OdpowiedzUsuńPozdrawiam serdecznie, uściski dla Jerzyka
Olga
Mnie nie bardzo podoba się, że książka zniechęca do słuchania własnej intuicji. (Chociaż na pewno dla wielu rodziców i w wielu sytuacjach rady są pomocne).
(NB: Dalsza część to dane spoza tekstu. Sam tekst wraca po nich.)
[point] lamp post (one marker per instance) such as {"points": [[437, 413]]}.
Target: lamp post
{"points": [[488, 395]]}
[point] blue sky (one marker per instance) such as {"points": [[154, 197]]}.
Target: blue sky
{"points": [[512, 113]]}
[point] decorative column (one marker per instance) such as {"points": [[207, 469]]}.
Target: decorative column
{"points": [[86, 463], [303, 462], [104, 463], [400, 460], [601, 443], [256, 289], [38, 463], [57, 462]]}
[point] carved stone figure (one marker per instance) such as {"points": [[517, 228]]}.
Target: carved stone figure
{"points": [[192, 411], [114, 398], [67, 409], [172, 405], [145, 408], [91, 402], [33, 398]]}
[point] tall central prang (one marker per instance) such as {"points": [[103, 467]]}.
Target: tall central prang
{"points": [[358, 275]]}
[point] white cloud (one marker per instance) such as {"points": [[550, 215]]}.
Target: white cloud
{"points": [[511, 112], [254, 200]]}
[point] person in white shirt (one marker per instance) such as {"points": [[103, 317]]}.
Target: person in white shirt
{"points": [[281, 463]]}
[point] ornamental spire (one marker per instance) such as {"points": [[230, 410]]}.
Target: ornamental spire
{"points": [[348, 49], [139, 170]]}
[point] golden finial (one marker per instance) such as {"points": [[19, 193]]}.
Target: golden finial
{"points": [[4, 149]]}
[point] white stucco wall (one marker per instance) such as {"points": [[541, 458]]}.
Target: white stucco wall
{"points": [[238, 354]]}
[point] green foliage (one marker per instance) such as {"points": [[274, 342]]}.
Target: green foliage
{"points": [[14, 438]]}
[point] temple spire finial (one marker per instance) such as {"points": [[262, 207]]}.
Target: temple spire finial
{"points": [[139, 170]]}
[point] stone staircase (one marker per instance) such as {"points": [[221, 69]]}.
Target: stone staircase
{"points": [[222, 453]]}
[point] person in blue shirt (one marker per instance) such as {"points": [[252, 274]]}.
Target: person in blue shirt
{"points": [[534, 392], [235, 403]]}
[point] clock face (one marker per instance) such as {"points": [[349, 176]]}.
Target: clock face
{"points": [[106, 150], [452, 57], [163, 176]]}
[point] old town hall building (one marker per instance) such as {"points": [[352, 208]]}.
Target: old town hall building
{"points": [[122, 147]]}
Jest tam np. taki fragment: "...jeśli postępujemy w ten sposób [dajemy smoczek dziecku zawsze gdy płacze]bądź też nosimy, kołyszemy lub w nieskończoność przytulamy niemowlę z zamiarem uśpienia go, to uzależniamy je od ułatwień i pozbawiamy szansy rozwijania umiejętności samouspokajania, uniemożliwiając mu jednocześnie uczenie się samodzielnego zasypiania." Próbowałam nauczyć samodzielnego zasypiania w wieku ok 5 miesięcy ale szybko zrezygnowałam, uznałam, że Antek i Janek są za mali i potrzebują do zaśnięcia piersi/butelki/kołysania/noszenia. I jakoś około roku sami zaczęli się wyciszać i uspokajać w łóżeczku a potem zasypiać. Moje noszenie im nie zaszkodziło i myślę, że sami, naturalnie w swoim czasie wypracowali umiejętność samodzielnego zasypiania. (trochę ponad rok mieli). :) Marta
OdpowiedzUsuńale z tym krztuszeniem się to śmiesznie :) ja niestety nie zauważyłam czegoś takiego. No i zakres słów myślę, że naprawdę duży!! Brawo do Jerzyka.
OdpowiedzUsuńDzięki dziewczyny za Wasze wypowiedzi... wiele wnoszą, aż się zastanawiam, czy nie zjarzeć znowu do Hogg, skoro już wywołałam ten temat ;) Ciekawe jak bym teraz oceniła jej rady - obawiam się tylko, że w wielu kwestiach jej nie posłuchałam, więc lektura mogłaby wprowadzić mi niepotrzebny zamęt ;) Pozdrawiam serdecznie Was i Wasze dzieciaczki!